Era stata un fallimento solo perché appartenevano alla vecchia guardia e, quindi, dopo anni a tirare la carretta, erano diventati inutili.
Così si era ritrovato nella fattoria dei suoi genitori a rigirarsi i pollici.
Terminate le superiori, con risultati non proprio invidiabili, piuttosto di rimanersene a casa a sparare contro i topi dalla mattina alla sera, si era lasciato convincere a tentare l’Università.
Rimaneva comunque uno scoglio molto duro da superare: l’estate.
La stagione maledetta che prosciugava le energie di molti, tendeva a svuotarlo tanto da impedirgli di muoversi dal divano.
Perfino i topi si facevano beffe della sua pigrizia e  lui, annoiato come non mai, fissava i genitori e la sorella intenti a correre per la casa.
Proprio in uno di questi pomeriggi pensò che solo uno degli stramaledetti reality di McLean potevano risvegliarlo.
Strategie, soldi, eliminazioni brutali, sfide mortali e perfino la sbobba di Chef gli mancavano in quella noia insopportabile.
Alberta, la sua dolce sorella maggiore, stanca di vederlo insofferente e inutile, decise di rendere movimentata e interessante quella giornata.
Le seccava che lui rimanesse a poltrire, mentre si spaccava la schiena e credeva fosse giunto il momento di fargli smuovere il culo.

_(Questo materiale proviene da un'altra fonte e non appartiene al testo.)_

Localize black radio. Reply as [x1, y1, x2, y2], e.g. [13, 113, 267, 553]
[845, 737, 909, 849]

Non pensava a un lavoro estivo. Quelli li conosceva bene, dato che si trattava di uno sfruttamento bello e buono, finalizzato a un guadagno piuttosto esiguo.
E poi vedere Scott in qualche bar o ristorante, uniche attività redditizie anche in estate, sarebbe stato assurdo, se non esilarante.
Avrebbe solo sfruttato uno dei favori che una compagna di corso le doveva da qualche tempo.
Quella calamità naturale, alta 170 cm, mora, occhi di un verde intenso, che si avvicinò al divano su cui Scott riposava, era avvolta da un’aura poco rassicurante.
In quel caldo pomeriggio indossava una canottiera sgargiante che stentava a mettere in risalto il suo fisico, un paio di bermuda color ciliegia e delle infradito inguardabili con un fiore appoggiato sopra.
Le sue labbra, avvolte da un lieve strato di rossetto, incontravano puntualmente il disappunto dei loro genitori che non vedevano il motivo per cui doveva truccarsi se era da alcuni anni che non usciva più con nessuno.
Suo padre, un omaccione di 45 anni, alto quasi 2 metri e dal sorriso rassicurante, non avrebbe mai capito la sua Crostatina.
La chioma di questo energumeno consisteva in ciuffi rossi irregolari che rapava a zero a causa del sopraggiungere delle calvizie e che, se lasciati crescere, avrebbero creato solo un contrasto deciso con i suoi occhi glaciali.
Per il resto si notava una barba appena accennata che spesso incontrava il disappunto della tenace e caparbia consorte, spesso confusa come la sorella maggiore di Alberta tanto erano simili.
Uniche differenze erano il fisico ben più prosperoso e una colorazione di capelli più chiara.
Seppur fosse molto più bassa del marito, era lei a portare i pantaloni che altrimenti sarebbero stati destinati al gigante.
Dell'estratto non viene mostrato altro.